A security official said she did not witness her husband being killed, adding: 'We are still getting information from them.'
Pakistani authorities are also holding eight or nine children who were found there after the U.S. commandos left, which reportedly includes the 12-year-old who says she saw her father executed and his body dragged to a helicopter. The bodies of at least three dead men were also left behind.
Asad Munir, a former commander in the Pakistani intelligence service, the ISI, told ABC News the wives are facing non-violent interviews: 'We give them a questionnaire, with 20 questions. We change the order of questions every three or four days. For telling lies you have to have very good memory.

 
'There's a way to find out. No one will tell you the first day the correct answer.'
A senior intelligence official told The Times 17 people, including four women, were being held, and they have gleaned 'valuable information' from them.

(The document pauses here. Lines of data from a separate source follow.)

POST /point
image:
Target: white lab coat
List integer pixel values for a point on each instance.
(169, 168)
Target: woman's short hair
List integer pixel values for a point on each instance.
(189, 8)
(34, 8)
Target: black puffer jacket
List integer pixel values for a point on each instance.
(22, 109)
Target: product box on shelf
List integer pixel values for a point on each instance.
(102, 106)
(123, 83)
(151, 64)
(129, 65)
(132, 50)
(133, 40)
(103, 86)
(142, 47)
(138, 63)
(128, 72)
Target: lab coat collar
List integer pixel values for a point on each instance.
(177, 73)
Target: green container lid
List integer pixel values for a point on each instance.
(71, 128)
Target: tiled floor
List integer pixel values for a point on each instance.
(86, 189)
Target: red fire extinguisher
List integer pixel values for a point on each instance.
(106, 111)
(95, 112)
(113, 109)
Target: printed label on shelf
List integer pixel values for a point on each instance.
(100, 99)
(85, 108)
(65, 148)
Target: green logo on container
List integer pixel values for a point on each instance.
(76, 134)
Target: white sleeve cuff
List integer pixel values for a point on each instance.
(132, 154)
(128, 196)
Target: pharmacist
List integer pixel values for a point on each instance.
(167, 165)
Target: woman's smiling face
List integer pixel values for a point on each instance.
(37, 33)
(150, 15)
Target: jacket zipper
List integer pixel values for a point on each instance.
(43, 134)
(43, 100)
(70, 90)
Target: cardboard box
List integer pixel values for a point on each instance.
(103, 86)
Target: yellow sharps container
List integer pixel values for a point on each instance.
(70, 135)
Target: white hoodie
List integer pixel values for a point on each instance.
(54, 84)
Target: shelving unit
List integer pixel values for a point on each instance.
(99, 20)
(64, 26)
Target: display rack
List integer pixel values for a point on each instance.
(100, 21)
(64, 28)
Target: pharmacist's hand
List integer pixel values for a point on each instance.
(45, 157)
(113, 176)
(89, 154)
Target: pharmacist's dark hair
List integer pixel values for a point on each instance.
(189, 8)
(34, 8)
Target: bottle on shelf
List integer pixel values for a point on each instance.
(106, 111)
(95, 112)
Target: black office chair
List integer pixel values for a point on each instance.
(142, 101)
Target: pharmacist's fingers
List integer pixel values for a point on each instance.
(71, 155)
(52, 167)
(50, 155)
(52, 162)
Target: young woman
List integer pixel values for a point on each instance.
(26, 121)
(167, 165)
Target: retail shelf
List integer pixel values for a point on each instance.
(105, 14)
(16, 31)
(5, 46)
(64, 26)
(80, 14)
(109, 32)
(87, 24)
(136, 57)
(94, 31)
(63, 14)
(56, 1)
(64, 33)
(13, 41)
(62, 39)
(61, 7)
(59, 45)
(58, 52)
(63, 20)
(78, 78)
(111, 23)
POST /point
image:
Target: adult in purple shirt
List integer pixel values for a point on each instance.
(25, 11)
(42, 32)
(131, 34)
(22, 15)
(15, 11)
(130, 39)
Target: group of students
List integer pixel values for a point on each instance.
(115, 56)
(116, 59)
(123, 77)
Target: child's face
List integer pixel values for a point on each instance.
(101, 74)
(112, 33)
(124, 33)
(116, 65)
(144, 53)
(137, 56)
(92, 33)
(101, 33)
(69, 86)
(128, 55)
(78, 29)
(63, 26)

The wives' accounts will help show how Bin Laden spent his time and how he managed to avoid capture, living in a large house close to a military academy in a garrison town, a two-and-a-half hours' drive from the capital Islamabad.
Given changing and incomplete accounts from U.S. officials about what happened during the raid, the women's evidence may also be helpful in unveiling details about the operation.
Osama Bin Laden: The Al-Qaeda leader was assassinated in Pakistan
Osama Bin Laden: The Al-Qaeda leader was assassinated in Pakistan
A Pakistani official said CIA officers had not been given access to the women in custody, although the senior official told The Times that 'we may share with the U.S. information received from them'.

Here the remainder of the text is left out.